3. La relación comercial directa entre el deudor contratista y el contratante.

El deudor principal debe de trabajar directamente para el presunto responsable, sin que existan intermediarios.

4. Alcance de la responsabilidad.

Las obligaciones tributarias a que alcanza la responsabilidad subsidiaria son las relativas a tributos que deban repercutirse o cantidades  que deban retenerse a trabajadores, profesionales u otros empresarios.

La extensión de la responsabilidad a los tributos que deban repercutirse (básicamente IVA)  no sólo atañe a la obligación de repercutir el impuesto que pueda sujetar al subcontratista, con la correlativa obligación de soportarlo para el repercutido, sino que  parece extenderse  al ingreso de la cuota tributaria correspondiente.

Por tanto, el contratista principal podrá verse sujeto a una doble tributación si habiendo abonado conforme a Derecho las correspondientes cuotas repercutidas es declarado responsable subsidiario ante la falta de ingreso de las mismas por el subcontratista.

5. Como evitar la responsabilidad. Certificado de Contratistas y Subcontratistas.
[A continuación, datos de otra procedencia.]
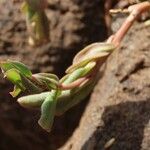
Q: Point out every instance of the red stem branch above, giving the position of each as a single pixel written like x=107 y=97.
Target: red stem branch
x=135 y=11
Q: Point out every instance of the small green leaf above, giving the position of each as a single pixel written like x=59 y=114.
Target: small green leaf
x=33 y=101
x=16 y=91
x=13 y=76
x=48 y=111
x=7 y=65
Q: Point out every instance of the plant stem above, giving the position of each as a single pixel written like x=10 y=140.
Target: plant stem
x=135 y=11
x=37 y=21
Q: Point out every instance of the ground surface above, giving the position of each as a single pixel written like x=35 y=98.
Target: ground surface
x=73 y=24
x=118 y=114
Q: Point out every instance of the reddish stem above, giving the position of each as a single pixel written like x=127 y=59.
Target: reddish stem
x=116 y=39
x=135 y=11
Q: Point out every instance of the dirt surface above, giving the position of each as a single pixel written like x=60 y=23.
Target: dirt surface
x=73 y=24
x=117 y=116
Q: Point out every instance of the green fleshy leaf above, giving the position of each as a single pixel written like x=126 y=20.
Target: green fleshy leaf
x=48 y=111
x=13 y=76
x=33 y=101
x=16 y=91
x=16 y=65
El propio precepto de la LGT ofrece una vía de exoneración de la responsabilidad  que atañe a la persona o entidad que contrate o subcontrate  servicios u obras ya que ésta  no será exigible cuando el pagador (responsable subsidiario) solicite a sus contratistas o  subcontratistas (deudores principales) un certificado específico de encontrarse al corriente de sus obligaciones tributarias denominado Certificado de Contratistas y Subcontratistas , emitido a estos efectos por la  Administración tributaria durante los doce meses anteriores al pago de cada factura correspondiente a la contratación o subcontratación.
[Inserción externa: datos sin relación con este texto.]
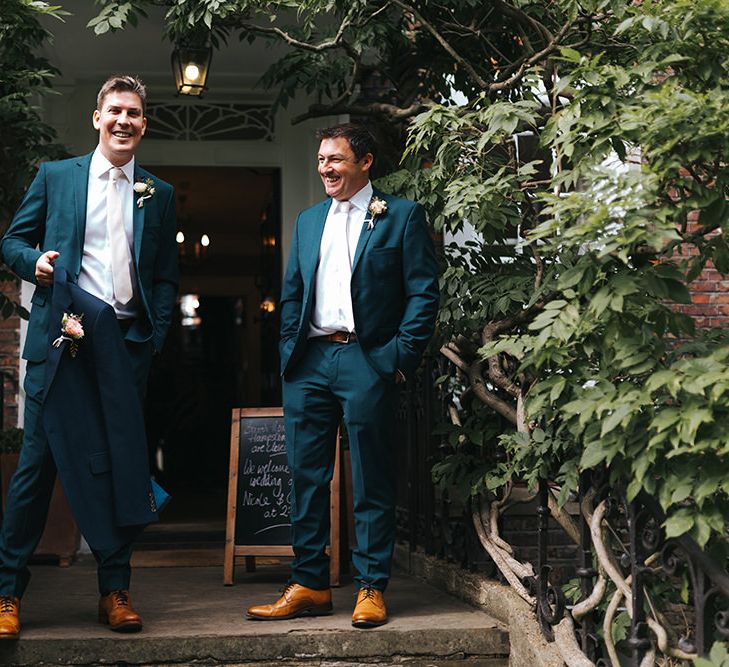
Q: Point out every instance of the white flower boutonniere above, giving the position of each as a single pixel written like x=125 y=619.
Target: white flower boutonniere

Este certificado deberá ser renovado anualmente, hasta el momento en el que se  produzca  el último pago derivado del contrato concertado con el contratista o subcontratista, con independencia de que los trabajos se hayan finalizado en un momento anterior.

6. Responsabilidad Solidaria en materia salarial y de Seguridad Social.
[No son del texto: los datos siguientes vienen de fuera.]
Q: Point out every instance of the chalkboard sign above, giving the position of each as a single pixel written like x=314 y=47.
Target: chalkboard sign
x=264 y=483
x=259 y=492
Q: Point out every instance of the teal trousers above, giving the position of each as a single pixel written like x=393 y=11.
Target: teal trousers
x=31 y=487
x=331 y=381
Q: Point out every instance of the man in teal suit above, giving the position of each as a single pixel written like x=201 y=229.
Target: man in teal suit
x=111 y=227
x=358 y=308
Según lo dispuesto en el artículo 42.1 del Estatuto de los Trabajadores, el empresario principal, responderá solidariamente de las obligaciones de naturaleza salarial y de las referidas a la Seguridad Social contraídas por los contratistas o subcontratistas con sus trabajadores durante el periodo de vigencia de la contrata. Y ello, aunque el cumplimiento de las obligaciones de los contratistas o subcontratistas con sus trabajadores resulte difícilmente controlable por la empresa principal.

Para limitar la responsabilidad en materia de Seguridad Social, el empresario que contrate o subcontrate con otros la realización de obras o servicios correspondientes a su propia actividad, deberán recabar certificación negativa por descubiertos a la Seguridad Social, que deberá librar inexcusablemente en el plazo de treinta días improrrogables. Respecto a las obligaciones contraídas en materia salarial, no se prevé exoneración alguna.